Portanto, pensar em nossos tempos globais consiste nesse caminho em que o homem buscou construir sua identidade e mundo a partir de ideais que chamamos de secularizados, em que a religião institucionalizada perde a cada dia o seu poder de determinar a "vida e a morte" das pessoas. Ideais de que o homem é o centro e a medida de todas as coisas, em que busca construir o mundo por suas próprias mãos e capacidade, assim vivemos em um processo de transformação do poder religioso em nossa sociedade.
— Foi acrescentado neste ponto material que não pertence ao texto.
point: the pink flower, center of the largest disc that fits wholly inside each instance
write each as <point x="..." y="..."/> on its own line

Mas o Evangelho de Jesus Cristo permanece livre das tutelas religiosas e seculares, porque consiste em um caminho a ser construído nos dilemas do fazer-se humano através da experiência de amar e ser amado por Deus de forma incondicional. Nessa fé no Evangelho de amor de Jesus quero construir a minha vida e mundo, sem tristeza e rancor porque o cristianismo não tem a primazia sobre nossa sociedade, mas alegre porque Deus nos livrou de mais uma potestade que anseia em ser o árbitro da verdade de Deus.

Viva ao Evangelho que produz vida em abundância!

Referências

GRENZ, Stanley J. Pós-modernismo: um guia para entender a filosofia do nosso tempo. Trad. Antivam Guimarães Mendes. São Paulo: Edições Vida Nova, 1997.

HALL, Stuart. A identidade cultural na pós-modernidade. Trad. Tomaz Tadeu da Silva e Garacira Lopes Louro. 7. ed. Rio de Janeiro: DP&A, 2003.

PRANDI, Reginaldo. A religião do planeta global. In: ORO, A. P.; STEIL, C. A. Globalização e religião. Petrópolis (RJ); Porto Alegre (RS): UFRS, 1997.

SUNG, Jung Mo. Desejo, mercado e religião. 3. ed. Petrópolis (RJ): Vozes, 1997.